An Australian startup disrupting the local music industry is expanding its “pledging model” and looking to expand overseas.
Edwin Onggo, founder and chief executive of GiggedIn, told StartupSmart the business has been described as a Kickstarter for music gigs. When the startup first launched a year and a half ago this was certainly the case – the business helped musicians and event organisers book gigs by getting fans to first pledge their support.
“It completely removes the risk of no one turning up,” Onggo says. “But we’ve moved on to other models.”
Yesterday, GiggedIn announced a new pledging model coinciding with the Australian tour of American band Bone Thugs-N-Harmony. Onggo says this is all part of the startup’s plan to trial different ways of injecting fresh energy into Australia’s live music scene.
“For the majority of the shows we’re rolling out a support slot competition where we invite all of the local emerging artists in that city to potentially win a support slot,” he says. “They do this by getting their fans to buy tickets and vote for them. It’s a new way for these emerging artists to consistently gain access and big opportunities that weren’t there recently.”

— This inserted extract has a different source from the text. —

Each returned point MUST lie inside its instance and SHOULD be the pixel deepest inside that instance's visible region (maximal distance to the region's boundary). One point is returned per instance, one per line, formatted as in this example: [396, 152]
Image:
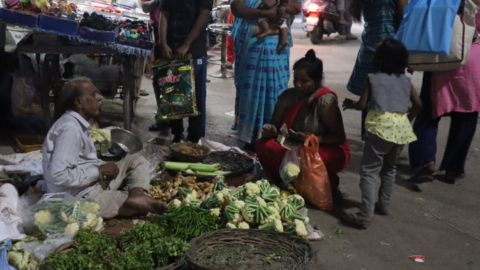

Onggo says the idea came from wanting to use technology to give emerging artists new opportunities to help expand their careers.
“The music industry is a great industry but it definitely has a lot of opportunities to be had by levering technology,” he says. “One of the most powerful things I’ve found is really strong connections that exist between an artist and a fan. What we’ve built is, sure, crowdfunding and ticketing – but ultimately it is about tapping into that real passion that has always been there.”
GiggedIn was assisted by startup accelerator BlueChilli, and at the moment is turning its attention to raising capital and speaking to investors. From there, Onggo hopes to take the business overseas.
“We’ll be focusing on Australia for six to 12 months and then from there looking at expanding globally.”